I started training as a docent in the summer of 2016.
How did you get started volunteering with HWI?
I happened to meet a couple of docents who were at an event with Kotori and Aymara, and I was psyched out of my mind when they told me I could learn to handle birds without a falconry license. My first training session with fellow docent Tana Hunter on handling Yaki was actually the same day that Galileo was rescued, and I ended up giving him a ride to the rehab center in Ogden. Needless to say, I was hooked. I started doing docent programs and then I jumped in feet first to whatever else I could get involved with, from nest boxes and surveys to bird care.
What is your “spark bird?”
I think the corvids will probably be my forever favorites. For a while, I lived on a horse property in the middle of the desert, and there were SO MANY crows that just hung around, scavenging horse grain and engaging in strange crow politics with each other. I was fascinated by everything they did, and they really had the place figured out. They’d sometimes sit in the tree outside my boss’ house and make eerily accurate meowing cat noises until she came outside to put out more cat food, thinking it was her backyard cats crying for supper!
What do you do outside of volunteering for HWI?
I write short fiction (fantasy and fabulism, mostly). I’m often working on novels I never manage to finish, and I have a book called “The Writer’s Guide to Horses.” Like many people with ADHD, my hobby is basically collecting hobbies, so I’ve always got some kind of new art medium or project going. Right now I’m really into sculpting, and I’m working on learning digital 3D modeling. I also do a lot of 3D printing, both as part of my day job and for fun at home. Right now, I’m 3D printing each individual bone from a Great Horned Owl and working on articulating the whole thing.
What is your favorite moment from volunteering?

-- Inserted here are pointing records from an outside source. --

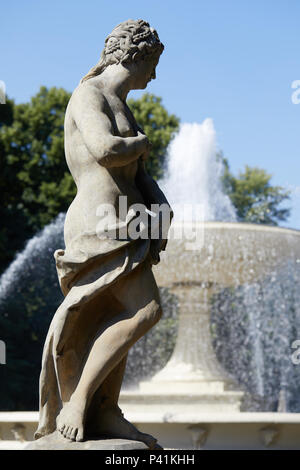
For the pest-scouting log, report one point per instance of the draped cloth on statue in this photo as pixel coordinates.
(87, 269)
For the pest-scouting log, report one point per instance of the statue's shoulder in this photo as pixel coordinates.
(88, 91)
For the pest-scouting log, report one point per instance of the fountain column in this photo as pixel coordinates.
(193, 368)
(193, 365)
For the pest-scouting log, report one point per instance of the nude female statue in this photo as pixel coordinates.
(111, 297)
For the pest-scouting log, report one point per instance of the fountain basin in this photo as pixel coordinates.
(227, 254)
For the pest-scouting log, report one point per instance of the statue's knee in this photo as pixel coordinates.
(154, 313)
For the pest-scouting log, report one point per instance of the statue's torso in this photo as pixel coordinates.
(97, 185)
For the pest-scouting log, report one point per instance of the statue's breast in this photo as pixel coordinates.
(123, 127)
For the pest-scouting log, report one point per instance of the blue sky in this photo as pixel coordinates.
(231, 60)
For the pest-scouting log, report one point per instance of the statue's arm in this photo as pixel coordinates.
(88, 111)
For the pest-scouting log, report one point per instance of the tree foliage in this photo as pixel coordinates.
(158, 125)
(253, 196)
(35, 181)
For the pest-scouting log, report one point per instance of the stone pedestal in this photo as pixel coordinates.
(56, 441)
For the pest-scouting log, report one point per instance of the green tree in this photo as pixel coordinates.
(253, 196)
(158, 125)
(35, 181)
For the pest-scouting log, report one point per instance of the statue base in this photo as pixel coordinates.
(56, 441)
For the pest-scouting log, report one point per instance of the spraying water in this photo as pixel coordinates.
(194, 173)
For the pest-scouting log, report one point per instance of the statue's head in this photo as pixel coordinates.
(130, 42)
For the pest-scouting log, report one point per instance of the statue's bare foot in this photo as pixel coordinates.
(112, 423)
(70, 422)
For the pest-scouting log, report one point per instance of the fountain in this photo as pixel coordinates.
(198, 395)
(227, 255)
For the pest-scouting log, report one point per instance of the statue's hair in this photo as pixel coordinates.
(130, 41)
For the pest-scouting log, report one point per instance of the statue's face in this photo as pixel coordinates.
(143, 72)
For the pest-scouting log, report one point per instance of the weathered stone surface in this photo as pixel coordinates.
(105, 268)
(56, 441)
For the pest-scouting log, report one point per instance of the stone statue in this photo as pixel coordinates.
(111, 297)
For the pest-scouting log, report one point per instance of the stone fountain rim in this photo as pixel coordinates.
(240, 225)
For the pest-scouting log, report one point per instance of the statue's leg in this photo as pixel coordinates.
(139, 295)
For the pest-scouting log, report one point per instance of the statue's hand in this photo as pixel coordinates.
(148, 145)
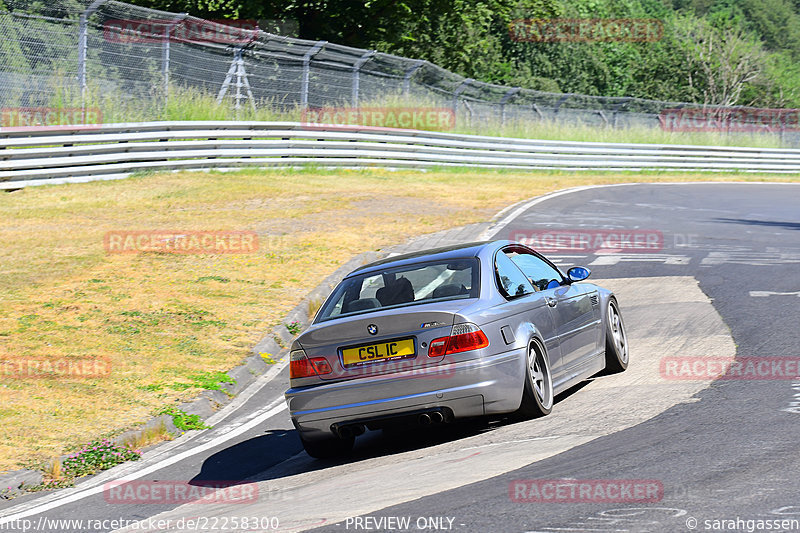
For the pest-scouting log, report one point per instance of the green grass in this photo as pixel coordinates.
(182, 103)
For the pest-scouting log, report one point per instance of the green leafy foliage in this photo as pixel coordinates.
(182, 420)
(471, 37)
(97, 456)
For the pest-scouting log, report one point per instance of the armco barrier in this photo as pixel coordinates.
(112, 151)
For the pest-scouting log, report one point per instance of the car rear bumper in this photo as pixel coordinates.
(475, 387)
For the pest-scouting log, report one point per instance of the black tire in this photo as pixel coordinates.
(616, 340)
(327, 448)
(537, 395)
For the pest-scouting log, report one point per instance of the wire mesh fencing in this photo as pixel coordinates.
(129, 60)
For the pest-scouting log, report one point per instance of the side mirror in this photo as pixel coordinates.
(578, 273)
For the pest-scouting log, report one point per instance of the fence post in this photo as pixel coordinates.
(408, 75)
(83, 43)
(165, 52)
(306, 71)
(503, 101)
(356, 69)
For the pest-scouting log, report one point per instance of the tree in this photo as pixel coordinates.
(721, 62)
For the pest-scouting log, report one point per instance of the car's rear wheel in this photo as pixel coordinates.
(327, 448)
(616, 340)
(537, 396)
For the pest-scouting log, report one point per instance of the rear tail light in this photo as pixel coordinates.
(463, 338)
(301, 366)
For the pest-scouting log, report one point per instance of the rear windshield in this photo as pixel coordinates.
(409, 285)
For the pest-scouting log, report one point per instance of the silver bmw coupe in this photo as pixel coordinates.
(463, 331)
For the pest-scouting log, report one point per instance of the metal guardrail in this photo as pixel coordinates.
(113, 151)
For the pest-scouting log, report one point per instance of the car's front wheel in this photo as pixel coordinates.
(537, 396)
(327, 448)
(616, 340)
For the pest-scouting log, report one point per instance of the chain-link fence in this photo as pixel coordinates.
(52, 52)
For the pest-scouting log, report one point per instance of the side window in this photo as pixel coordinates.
(541, 274)
(510, 280)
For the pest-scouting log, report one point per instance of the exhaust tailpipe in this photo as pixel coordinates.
(348, 432)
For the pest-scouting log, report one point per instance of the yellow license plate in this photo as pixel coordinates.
(382, 351)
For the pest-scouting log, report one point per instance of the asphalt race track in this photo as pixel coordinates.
(721, 282)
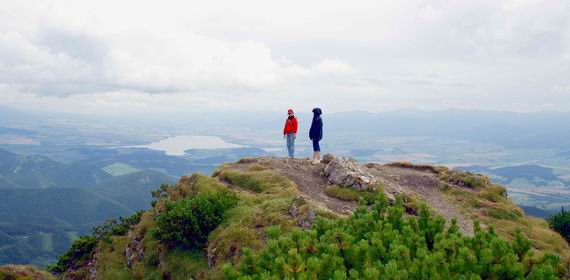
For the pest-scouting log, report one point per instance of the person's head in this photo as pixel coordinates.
(317, 112)
(290, 113)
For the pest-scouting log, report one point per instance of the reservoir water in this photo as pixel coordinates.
(176, 145)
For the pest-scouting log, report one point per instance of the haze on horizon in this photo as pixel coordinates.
(115, 57)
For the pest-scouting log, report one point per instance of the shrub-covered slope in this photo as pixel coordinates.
(273, 218)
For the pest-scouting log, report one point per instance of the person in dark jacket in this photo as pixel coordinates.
(316, 134)
(290, 132)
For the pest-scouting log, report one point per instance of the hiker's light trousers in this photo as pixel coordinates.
(291, 144)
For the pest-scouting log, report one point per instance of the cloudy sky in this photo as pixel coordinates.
(108, 57)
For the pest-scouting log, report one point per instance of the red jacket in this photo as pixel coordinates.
(291, 126)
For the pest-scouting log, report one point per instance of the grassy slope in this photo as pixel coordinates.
(264, 201)
(489, 205)
(23, 272)
(244, 227)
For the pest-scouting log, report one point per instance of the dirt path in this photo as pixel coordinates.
(311, 181)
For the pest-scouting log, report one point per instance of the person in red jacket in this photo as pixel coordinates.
(290, 132)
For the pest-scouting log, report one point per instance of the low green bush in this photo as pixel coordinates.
(379, 242)
(467, 179)
(351, 194)
(78, 254)
(561, 223)
(186, 223)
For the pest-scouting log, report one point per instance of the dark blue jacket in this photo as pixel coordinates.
(316, 131)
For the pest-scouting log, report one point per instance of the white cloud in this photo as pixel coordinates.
(93, 56)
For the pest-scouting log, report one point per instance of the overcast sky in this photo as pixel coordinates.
(163, 56)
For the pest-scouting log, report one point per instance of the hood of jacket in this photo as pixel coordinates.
(317, 112)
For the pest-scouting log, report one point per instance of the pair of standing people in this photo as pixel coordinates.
(315, 133)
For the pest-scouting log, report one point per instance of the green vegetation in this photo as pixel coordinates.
(379, 243)
(82, 248)
(255, 227)
(351, 194)
(466, 179)
(561, 223)
(77, 255)
(23, 272)
(490, 205)
(187, 223)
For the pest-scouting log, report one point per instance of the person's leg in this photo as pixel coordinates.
(316, 149)
(292, 145)
(288, 138)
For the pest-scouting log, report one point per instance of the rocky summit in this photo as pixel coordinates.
(275, 218)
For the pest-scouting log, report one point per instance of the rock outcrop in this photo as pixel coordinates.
(346, 172)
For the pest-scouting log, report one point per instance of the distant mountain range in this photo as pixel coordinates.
(45, 205)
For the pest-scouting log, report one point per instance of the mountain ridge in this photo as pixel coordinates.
(291, 194)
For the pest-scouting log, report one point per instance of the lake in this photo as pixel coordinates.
(176, 145)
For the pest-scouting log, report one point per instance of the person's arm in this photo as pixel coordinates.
(295, 127)
(321, 129)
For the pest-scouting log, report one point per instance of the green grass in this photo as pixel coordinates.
(489, 205)
(119, 168)
(23, 272)
(183, 265)
(466, 179)
(46, 241)
(111, 260)
(351, 194)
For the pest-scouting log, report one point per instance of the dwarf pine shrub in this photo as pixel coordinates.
(378, 242)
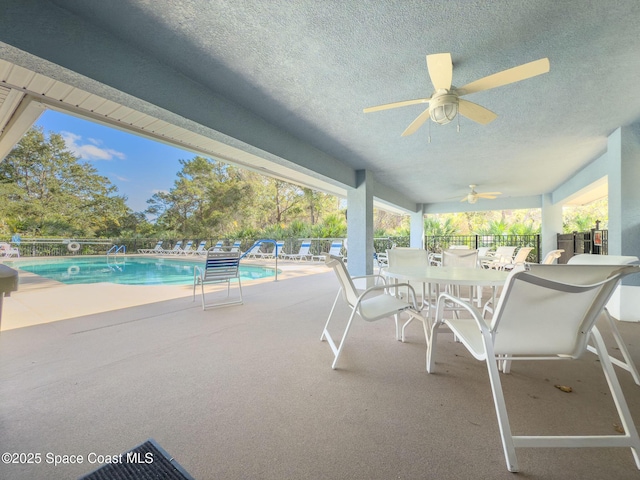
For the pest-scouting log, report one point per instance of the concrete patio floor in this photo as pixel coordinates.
(247, 392)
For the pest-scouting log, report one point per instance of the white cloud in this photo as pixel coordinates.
(91, 150)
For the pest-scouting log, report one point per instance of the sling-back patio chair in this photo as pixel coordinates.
(545, 313)
(374, 303)
(334, 251)
(157, 249)
(552, 257)
(219, 267)
(201, 250)
(588, 259)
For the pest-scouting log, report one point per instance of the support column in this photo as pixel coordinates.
(623, 159)
(416, 234)
(551, 225)
(360, 225)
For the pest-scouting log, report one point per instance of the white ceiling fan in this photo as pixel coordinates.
(473, 196)
(445, 103)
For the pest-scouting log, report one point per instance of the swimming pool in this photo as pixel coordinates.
(125, 270)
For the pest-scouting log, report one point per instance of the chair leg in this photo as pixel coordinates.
(618, 397)
(628, 361)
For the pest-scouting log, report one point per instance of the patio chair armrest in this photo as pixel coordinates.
(375, 275)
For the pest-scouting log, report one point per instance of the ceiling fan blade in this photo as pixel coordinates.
(396, 105)
(506, 77)
(475, 112)
(417, 123)
(440, 69)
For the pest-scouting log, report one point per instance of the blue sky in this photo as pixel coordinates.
(137, 166)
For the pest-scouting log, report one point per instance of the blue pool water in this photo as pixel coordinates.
(125, 270)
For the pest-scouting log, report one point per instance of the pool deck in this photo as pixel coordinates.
(40, 300)
(247, 392)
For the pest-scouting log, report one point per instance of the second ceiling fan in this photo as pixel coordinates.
(445, 103)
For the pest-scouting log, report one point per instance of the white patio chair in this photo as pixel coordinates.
(551, 257)
(157, 249)
(176, 250)
(201, 250)
(462, 258)
(219, 267)
(501, 255)
(218, 247)
(236, 246)
(334, 251)
(587, 259)
(547, 313)
(303, 252)
(188, 248)
(6, 250)
(519, 259)
(374, 303)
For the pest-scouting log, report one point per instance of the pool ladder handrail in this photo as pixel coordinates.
(266, 240)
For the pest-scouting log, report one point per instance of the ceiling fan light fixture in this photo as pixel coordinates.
(443, 108)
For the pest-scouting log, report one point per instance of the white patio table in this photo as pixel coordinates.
(479, 277)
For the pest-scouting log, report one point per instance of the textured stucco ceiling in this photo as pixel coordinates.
(310, 67)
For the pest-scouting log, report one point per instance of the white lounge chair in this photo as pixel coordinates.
(519, 259)
(219, 267)
(335, 251)
(587, 259)
(6, 250)
(176, 250)
(502, 255)
(236, 246)
(303, 252)
(551, 257)
(371, 304)
(187, 248)
(547, 313)
(254, 251)
(201, 250)
(157, 249)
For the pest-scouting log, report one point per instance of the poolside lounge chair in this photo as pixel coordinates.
(157, 249)
(7, 250)
(303, 252)
(200, 250)
(335, 250)
(176, 250)
(547, 313)
(218, 267)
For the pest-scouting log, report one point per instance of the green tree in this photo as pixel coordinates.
(51, 192)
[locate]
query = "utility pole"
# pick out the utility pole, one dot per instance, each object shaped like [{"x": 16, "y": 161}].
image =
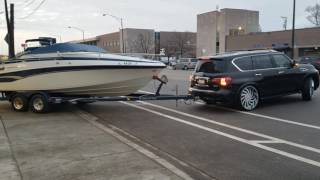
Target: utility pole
[
  {"x": 293, "y": 28},
  {"x": 120, "y": 19},
  {"x": 10, "y": 27},
  {"x": 285, "y": 22}
]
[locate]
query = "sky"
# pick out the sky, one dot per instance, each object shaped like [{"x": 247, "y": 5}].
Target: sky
[{"x": 54, "y": 16}]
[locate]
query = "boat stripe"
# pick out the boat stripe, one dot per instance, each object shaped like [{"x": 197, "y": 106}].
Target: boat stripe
[
  {"x": 74, "y": 59},
  {"x": 32, "y": 72}
]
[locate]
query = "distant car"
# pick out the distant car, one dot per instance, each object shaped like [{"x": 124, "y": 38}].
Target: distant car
[
  {"x": 246, "y": 78},
  {"x": 314, "y": 60},
  {"x": 185, "y": 63}
]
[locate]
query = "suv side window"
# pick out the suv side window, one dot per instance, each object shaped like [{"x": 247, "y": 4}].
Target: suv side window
[
  {"x": 194, "y": 60},
  {"x": 262, "y": 62},
  {"x": 281, "y": 61},
  {"x": 244, "y": 63}
]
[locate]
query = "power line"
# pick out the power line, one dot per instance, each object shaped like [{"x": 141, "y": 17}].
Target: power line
[
  {"x": 35, "y": 10},
  {"x": 29, "y": 3}
]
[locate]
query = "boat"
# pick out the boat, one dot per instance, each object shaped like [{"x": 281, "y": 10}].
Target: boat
[{"x": 75, "y": 70}]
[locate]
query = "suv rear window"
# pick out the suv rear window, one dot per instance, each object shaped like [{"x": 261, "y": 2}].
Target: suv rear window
[
  {"x": 212, "y": 66},
  {"x": 262, "y": 62},
  {"x": 244, "y": 63}
]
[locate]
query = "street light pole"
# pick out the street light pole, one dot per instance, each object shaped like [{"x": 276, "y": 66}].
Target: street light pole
[
  {"x": 79, "y": 29},
  {"x": 293, "y": 28},
  {"x": 122, "y": 33}
]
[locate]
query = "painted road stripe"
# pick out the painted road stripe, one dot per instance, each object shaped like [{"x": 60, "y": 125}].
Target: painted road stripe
[
  {"x": 93, "y": 120},
  {"x": 258, "y": 115},
  {"x": 283, "y": 153},
  {"x": 271, "y": 118},
  {"x": 278, "y": 140}
]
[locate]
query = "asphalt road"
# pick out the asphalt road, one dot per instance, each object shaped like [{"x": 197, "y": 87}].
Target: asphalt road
[{"x": 280, "y": 140}]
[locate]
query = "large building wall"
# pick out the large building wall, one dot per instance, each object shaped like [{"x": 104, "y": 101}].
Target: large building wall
[
  {"x": 213, "y": 28},
  {"x": 305, "y": 39},
  {"x": 207, "y": 33},
  {"x": 139, "y": 40},
  {"x": 110, "y": 42},
  {"x": 237, "y": 19},
  {"x": 178, "y": 44}
]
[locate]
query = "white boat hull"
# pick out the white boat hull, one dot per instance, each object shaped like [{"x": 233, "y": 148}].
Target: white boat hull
[{"x": 90, "y": 78}]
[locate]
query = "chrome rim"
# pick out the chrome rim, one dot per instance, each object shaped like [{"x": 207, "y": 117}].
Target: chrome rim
[
  {"x": 18, "y": 103},
  {"x": 249, "y": 98},
  {"x": 38, "y": 104},
  {"x": 311, "y": 87}
]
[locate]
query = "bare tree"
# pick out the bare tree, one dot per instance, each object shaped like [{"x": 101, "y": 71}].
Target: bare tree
[
  {"x": 144, "y": 43},
  {"x": 314, "y": 14}
]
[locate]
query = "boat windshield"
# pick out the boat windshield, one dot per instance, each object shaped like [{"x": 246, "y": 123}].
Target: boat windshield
[{"x": 66, "y": 47}]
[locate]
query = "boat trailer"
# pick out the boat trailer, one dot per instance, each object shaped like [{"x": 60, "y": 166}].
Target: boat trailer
[{"x": 40, "y": 101}]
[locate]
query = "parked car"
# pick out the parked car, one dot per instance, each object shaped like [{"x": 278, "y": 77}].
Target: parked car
[
  {"x": 246, "y": 78},
  {"x": 314, "y": 60},
  {"x": 185, "y": 63}
]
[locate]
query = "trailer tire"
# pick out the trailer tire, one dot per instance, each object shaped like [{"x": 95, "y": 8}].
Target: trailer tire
[
  {"x": 39, "y": 103},
  {"x": 19, "y": 103}
]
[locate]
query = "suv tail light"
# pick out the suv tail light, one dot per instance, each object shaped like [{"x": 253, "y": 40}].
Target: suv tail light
[{"x": 222, "y": 81}]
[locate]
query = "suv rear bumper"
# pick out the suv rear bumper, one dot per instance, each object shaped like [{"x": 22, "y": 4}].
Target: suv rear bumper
[{"x": 222, "y": 95}]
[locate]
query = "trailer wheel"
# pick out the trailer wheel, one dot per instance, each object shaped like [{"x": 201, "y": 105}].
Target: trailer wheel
[
  {"x": 39, "y": 104},
  {"x": 19, "y": 103}
]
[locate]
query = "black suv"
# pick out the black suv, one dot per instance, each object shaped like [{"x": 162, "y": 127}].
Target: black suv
[{"x": 246, "y": 78}]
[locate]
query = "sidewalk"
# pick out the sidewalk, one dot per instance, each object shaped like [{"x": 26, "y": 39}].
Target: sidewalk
[{"x": 62, "y": 145}]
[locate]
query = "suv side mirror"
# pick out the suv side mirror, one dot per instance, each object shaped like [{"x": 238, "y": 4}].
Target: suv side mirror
[{"x": 294, "y": 63}]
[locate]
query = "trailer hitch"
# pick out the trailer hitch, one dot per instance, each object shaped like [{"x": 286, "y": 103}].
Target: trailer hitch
[{"x": 163, "y": 80}]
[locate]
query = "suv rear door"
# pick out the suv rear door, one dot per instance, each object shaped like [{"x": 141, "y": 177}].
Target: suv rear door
[
  {"x": 266, "y": 75},
  {"x": 288, "y": 76}
]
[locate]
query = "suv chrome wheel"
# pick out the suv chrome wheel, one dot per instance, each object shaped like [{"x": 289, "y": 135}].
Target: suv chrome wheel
[{"x": 249, "y": 98}]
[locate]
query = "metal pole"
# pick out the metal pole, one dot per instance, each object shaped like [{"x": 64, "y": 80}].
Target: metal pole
[
  {"x": 293, "y": 28},
  {"x": 12, "y": 50},
  {"x": 123, "y": 45}
]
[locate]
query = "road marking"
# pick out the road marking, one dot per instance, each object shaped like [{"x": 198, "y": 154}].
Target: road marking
[
  {"x": 266, "y": 142},
  {"x": 258, "y": 115},
  {"x": 93, "y": 120},
  {"x": 8, "y": 146},
  {"x": 283, "y": 153},
  {"x": 272, "y": 118},
  {"x": 278, "y": 140}
]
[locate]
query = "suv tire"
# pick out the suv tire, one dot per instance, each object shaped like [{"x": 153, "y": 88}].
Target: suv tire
[
  {"x": 308, "y": 89},
  {"x": 248, "y": 98}
]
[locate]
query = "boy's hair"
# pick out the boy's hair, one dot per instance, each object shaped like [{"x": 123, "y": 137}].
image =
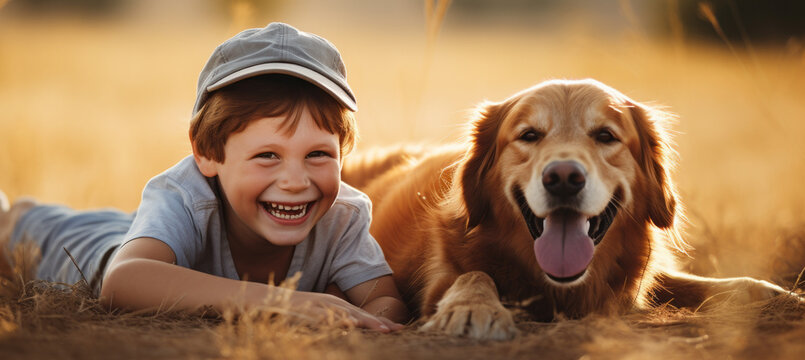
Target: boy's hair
[{"x": 229, "y": 110}]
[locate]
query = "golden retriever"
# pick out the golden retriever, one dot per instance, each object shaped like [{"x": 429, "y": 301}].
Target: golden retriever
[{"x": 561, "y": 201}]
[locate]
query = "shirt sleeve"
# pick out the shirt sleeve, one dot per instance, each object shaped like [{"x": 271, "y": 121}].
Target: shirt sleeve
[
  {"x": 358, "y": 258},
  {"x": 164, "y": 215}
]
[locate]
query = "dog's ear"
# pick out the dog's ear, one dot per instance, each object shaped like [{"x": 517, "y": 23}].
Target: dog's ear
[
  {"x": 479, "y": 160},
  {"x": 656, "y": 159}
]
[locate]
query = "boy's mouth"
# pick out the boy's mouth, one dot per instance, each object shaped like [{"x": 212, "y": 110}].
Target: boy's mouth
[{"x": 287, "y": 211}]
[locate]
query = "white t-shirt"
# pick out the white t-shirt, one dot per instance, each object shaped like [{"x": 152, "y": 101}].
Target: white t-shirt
[{"x": 180, "y": 208}]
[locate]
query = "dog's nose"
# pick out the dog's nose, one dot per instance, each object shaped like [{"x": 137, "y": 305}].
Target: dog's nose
[{"x": 563, "y": 178}]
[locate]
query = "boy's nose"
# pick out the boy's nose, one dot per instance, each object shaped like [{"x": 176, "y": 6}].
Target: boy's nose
[{"x": 294, "y": 179}]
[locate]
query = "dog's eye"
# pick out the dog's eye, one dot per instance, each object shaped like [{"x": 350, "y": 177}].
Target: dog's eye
[
  {"x": 530, "y": 136},
  {"x": 605, "y": 136}
]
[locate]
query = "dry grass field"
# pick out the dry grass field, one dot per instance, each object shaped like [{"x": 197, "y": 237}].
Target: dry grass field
[{"x": 89, "y": 111}]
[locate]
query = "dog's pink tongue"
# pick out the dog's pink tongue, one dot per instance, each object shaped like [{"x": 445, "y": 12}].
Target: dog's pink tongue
[{"x": 564, "y": 249}]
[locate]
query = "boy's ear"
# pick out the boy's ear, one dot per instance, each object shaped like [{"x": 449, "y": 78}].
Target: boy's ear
[{"x": 208, "y": 167}]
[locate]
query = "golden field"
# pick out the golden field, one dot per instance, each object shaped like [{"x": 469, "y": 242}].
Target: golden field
[{"x": 90, "y": 111}]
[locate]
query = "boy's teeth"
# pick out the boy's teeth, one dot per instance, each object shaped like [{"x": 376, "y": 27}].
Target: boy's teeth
[{"x": 276, "y": 211}]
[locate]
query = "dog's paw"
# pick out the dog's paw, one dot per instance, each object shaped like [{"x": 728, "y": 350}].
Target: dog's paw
[
  {"x": 471, "y": 308},
  {"x": 473, "y": 321},
  {"x": 748, "y": 290}
]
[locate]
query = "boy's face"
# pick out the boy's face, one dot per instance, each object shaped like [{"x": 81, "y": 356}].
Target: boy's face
[{"x": 277, "y": 185}]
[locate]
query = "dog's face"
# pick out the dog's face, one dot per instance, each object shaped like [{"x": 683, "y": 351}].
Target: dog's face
[{"x": 571, "y": 158}]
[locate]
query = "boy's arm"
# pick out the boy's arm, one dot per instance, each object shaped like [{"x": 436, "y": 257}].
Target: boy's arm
[
  {"x": 142, "y": 276},
  {"x": 380, "y": 297}
]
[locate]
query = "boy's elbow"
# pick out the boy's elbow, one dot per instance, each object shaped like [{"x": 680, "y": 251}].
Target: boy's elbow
[{"x": 113, "y": 281}]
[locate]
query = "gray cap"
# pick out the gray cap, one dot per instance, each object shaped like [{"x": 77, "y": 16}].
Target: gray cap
[{"x": 276, "y": 49}]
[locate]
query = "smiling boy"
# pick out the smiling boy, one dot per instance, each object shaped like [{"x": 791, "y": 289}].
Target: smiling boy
[{"x": 260, "y": 199}]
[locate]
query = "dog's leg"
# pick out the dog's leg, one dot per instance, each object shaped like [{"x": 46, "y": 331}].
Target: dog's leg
[
  {"x": 691, "y": 291},
  {"x": 471, "y": 307}
]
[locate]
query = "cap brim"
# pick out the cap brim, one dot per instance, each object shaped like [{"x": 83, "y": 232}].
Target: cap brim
[{"x": 293, "y": 70}]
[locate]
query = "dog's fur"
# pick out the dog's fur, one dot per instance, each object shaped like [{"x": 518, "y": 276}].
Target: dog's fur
[{"x": 451, "y": 226}]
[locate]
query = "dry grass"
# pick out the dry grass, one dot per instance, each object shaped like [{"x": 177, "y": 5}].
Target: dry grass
[{"x": 89, "y": 112}]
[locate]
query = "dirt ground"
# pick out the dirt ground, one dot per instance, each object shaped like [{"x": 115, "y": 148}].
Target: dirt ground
[{"x": 43, "y": 320}]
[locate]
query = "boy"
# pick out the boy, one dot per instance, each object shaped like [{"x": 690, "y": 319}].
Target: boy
[{"x": 260, "y": 199}]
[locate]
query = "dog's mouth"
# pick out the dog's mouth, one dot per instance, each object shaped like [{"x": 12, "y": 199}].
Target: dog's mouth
[{"x": 564, "y": 240}]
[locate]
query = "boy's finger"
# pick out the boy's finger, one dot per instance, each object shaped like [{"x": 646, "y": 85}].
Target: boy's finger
[
  {"x": 390, "y": 324},
  {"x": 373, "y": 323}
]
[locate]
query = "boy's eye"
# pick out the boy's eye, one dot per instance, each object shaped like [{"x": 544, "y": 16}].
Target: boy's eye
[
  {"x": 267, "y": 155},
  {"x": 317, "y": 153}
]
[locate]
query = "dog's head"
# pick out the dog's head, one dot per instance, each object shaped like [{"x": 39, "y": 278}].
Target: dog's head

I don’t think it’s possible to pick just one! I think my favorite thing in general though has been doing fieldwork for the American Kestrel Studies and the winter surveys HWI used to conduct. Not only does it help me get outside, but it has really helped me notice so many more animals and interesting things when I’m out and about. Once you’ve trained your eye a little to spot perching raptors, you suddenly realize they’re all over the place, and then you start noticing all the other wildlife around you that you’ve been missing.
Why should people care about conserving raptors?
I feel like it’s really hard and exhausting right now to care about anything, and there’s SO MUCH that we need to care about. The world’s sort of on fire, sometimes literally, and it feels like no one’s doing anything. The problems all feel too big and impossible, but we still have to tackle them, so I figure you have to pick the individual parts of the problem that you feel passionate about and have the energy for, and then you can try to spread that passion to other people. So many of the things we do that have a devastating impact on vulnerable species are things a lot of us never thought twice about, like using lead sinkers or rat poison or cutting down a deadwood tree that a bird might be nesting in. Sometimes all it takes to change people’s minds and behavior is a little information and perspective. These birds have a real magnetism to them, they draw people in, and they’re such an amazing way to spark the kind of curiosity that can turn into a passion for wild things.